Second, the Ministry of Petroleum in Baghdad announced that oil production could bounce back to 3.5 million barrels a day of production, the pre-Gulf war level, within six months - and almost double that within five years.
Non-US oil companies are frustrated. If not for the US posture against Iraq, they say, they could share in the greatest oil bonanza since Britain and the United States vied for control of Saudi Arabian oil in the 1930s.
Italy, France, Russia, and China are already reported to have laid the groundwork for oil-production deals with Iraq.
For now, Iraq's wealth remains shut in, and its lost Organization of Petroleum Exporting Countries quota has been divided up and given to its rivals, Kuwait and Saudi Arabia. This causes bitterness among Arab commentators and suspicions among US allies. They all stress that the US, in profiting from military sales to these Gulf allies, has a strong motive to continue the sanctions.

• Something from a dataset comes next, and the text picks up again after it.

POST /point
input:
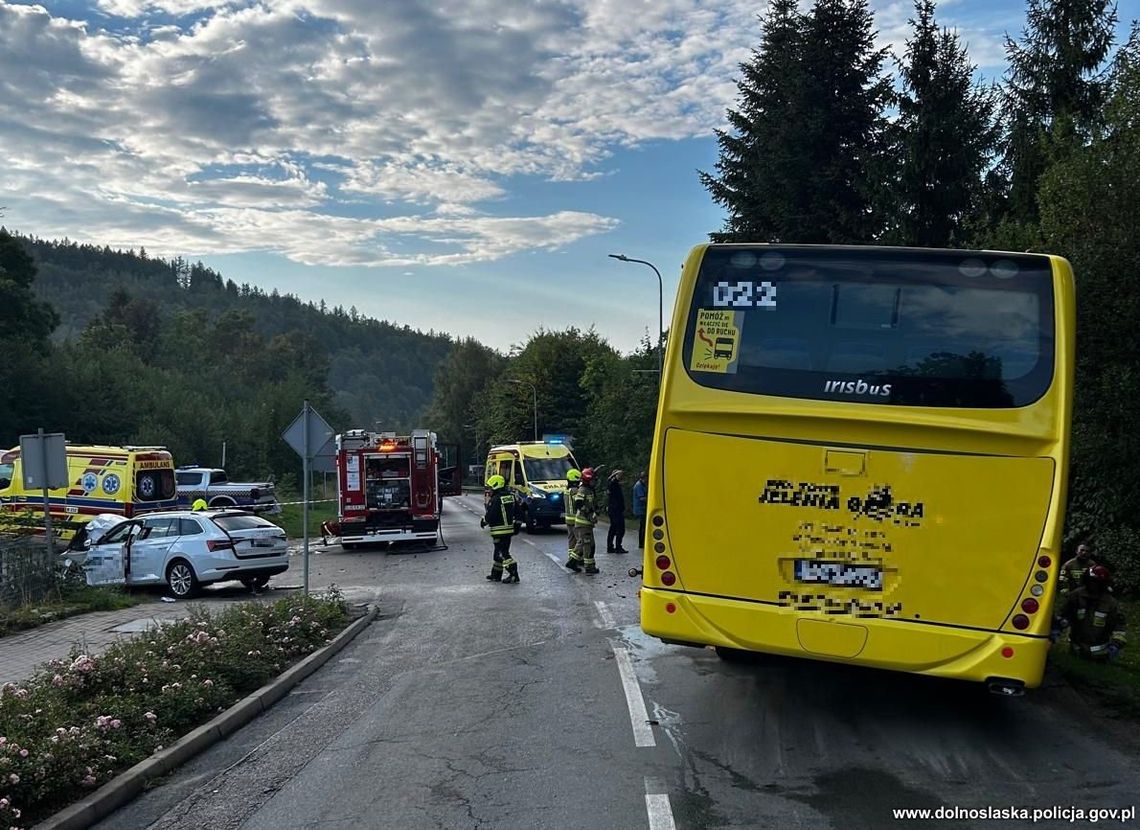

At a business conference last week in Nicosia, Faleh al-Khayyat, director of planning in Iraq's Oil Ministry, pointed out just how cheap Iraqi oil can be. Indicated production costs ranged between 50 cents and $1 per barrel - compared with $4 to $8 in the US. Dr. Khayyat clarified that costs are in fact less. First, he noted, there is no exploration risk whatsoever - the fields now being negotiated with foreign partners have long since been discovered. Second, most have actually been partly developed.
There is some independent corroboration of the low costs. Foreign companies - obviously loath to be identified - have reviewed the well logs and other test data to assess their own possible investments. The consensus is that ministry figures on costs and reserves are generally conservative.
Other indicators support the low cost structure. The fields are onshore, reducing costs compared with the industry trend elsewhere to move increasingly into expensive offshore areas. The wells are also shallow and relatively cheap to drill, and the fields are dramatically prolific compared with ones in the US, Russia, or Kuwait - the ministry claims that an average flow rate of 4,000 barrels a day per well should be expected, with some areas yielding 10,000 per well or more. This compares with a few hundred barrels a day in Venezuela, for example, and much less in the US or Canada.
Now only the US stands between Iraq and its oil wealth. The major bottleneck in restoring production to pre-war levels is building storage and repairing terminals. In six months, 3 million barrels per day can be reached, using only "national efforts." Then, Iraq will be looking abroad for partners.